We may not realize it, but space exploration has led to a number of significant technological advances, including the insulin pump, magnetic resonance imaging, automotive airbags, cordless tools, and much more. However, like Canada, most countries do not have the economic means to finance large-scale space missions like those launched by NASA. Fortunately, there are other solutions. We can test the potential of new technologies at a “sub-orbital” level, sharing the costs with our partners. This is the type of project that is being led by Steeve Montminy, who holds a Master’s degree in Mechanical Engineering and works for the Canadian Space Agency (CSA).
Working in collaboration with universities and other countries
In his capacity as a Sub-Orbital Test Manager, Steeve plans out the work for a team of engineers and technicians who help Canadian universities and companies to test and validate their new technologies, and to carry out their testing at altitudes of up to 150 km. By way of example, Steeve oversees the Stratos program, which uses stratospheric balloons to assess the potential of new technologies. Within the context of this program, which was launched by the CSA and the Centre national d’études spatiales (CNES ‒ National Centre for Space Studies) in 2011, Canada provides a launching pad for the European agency.

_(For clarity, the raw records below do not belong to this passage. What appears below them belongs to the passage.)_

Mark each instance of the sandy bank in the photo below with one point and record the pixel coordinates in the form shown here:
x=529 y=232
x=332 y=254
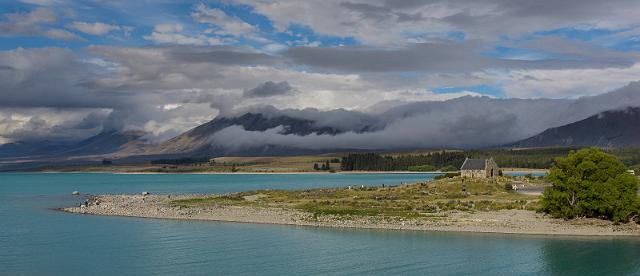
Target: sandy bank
x=504 y=221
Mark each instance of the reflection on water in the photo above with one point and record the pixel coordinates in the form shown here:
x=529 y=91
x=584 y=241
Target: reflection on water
x=36 y=240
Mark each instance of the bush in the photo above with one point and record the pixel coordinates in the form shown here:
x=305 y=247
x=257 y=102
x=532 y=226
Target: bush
x=591 y=183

How does the Master’s degree fit into it all?
“My Master’s degree in Mechanical Engineering enabled me to manage my first project, which involved designing a hopping robot for exploration on Mars”, he recalls. If it wasn’t for that Master’s project, which he completed while he was working, he would not have followed the path that led him to be manager of this project. Even if the hopping robot never gets to Mars, the primary mechanism that it uses will have inspired the development of related technologies. In addition, as soon as he earned his Master’s degree, Steeve was given the opportunity to hold a high-level position at the CSA. Just a coincidence? No one can say for sure.
Off the cuff
What do you look for in an employee?
Openness, creativity, flexibility and adaptability. The development cycle for our products is short, which means that we are usually working on multiple projects. Therefore, we must be able to adapt quickly.
In your opinion, what makes an employee stand out?
Someone who is not hesitant to ask questions, who is willing to think outside of the established limits, and who is able to communicate and work as part of a team.
What is a Master’s degree worth on the job market?
In my case, it allowed me to develop the ability to manage projects, which I would not have been able to do otherwise. It also helped me land my first promotion, and gave me a greater degree of self-confidence.
What motivates you?
The tangible aspect of the projects. That is what I love about my current work. The development cycle for products is shorter than in the satellite sector, for example, where you can spend years working on the same project.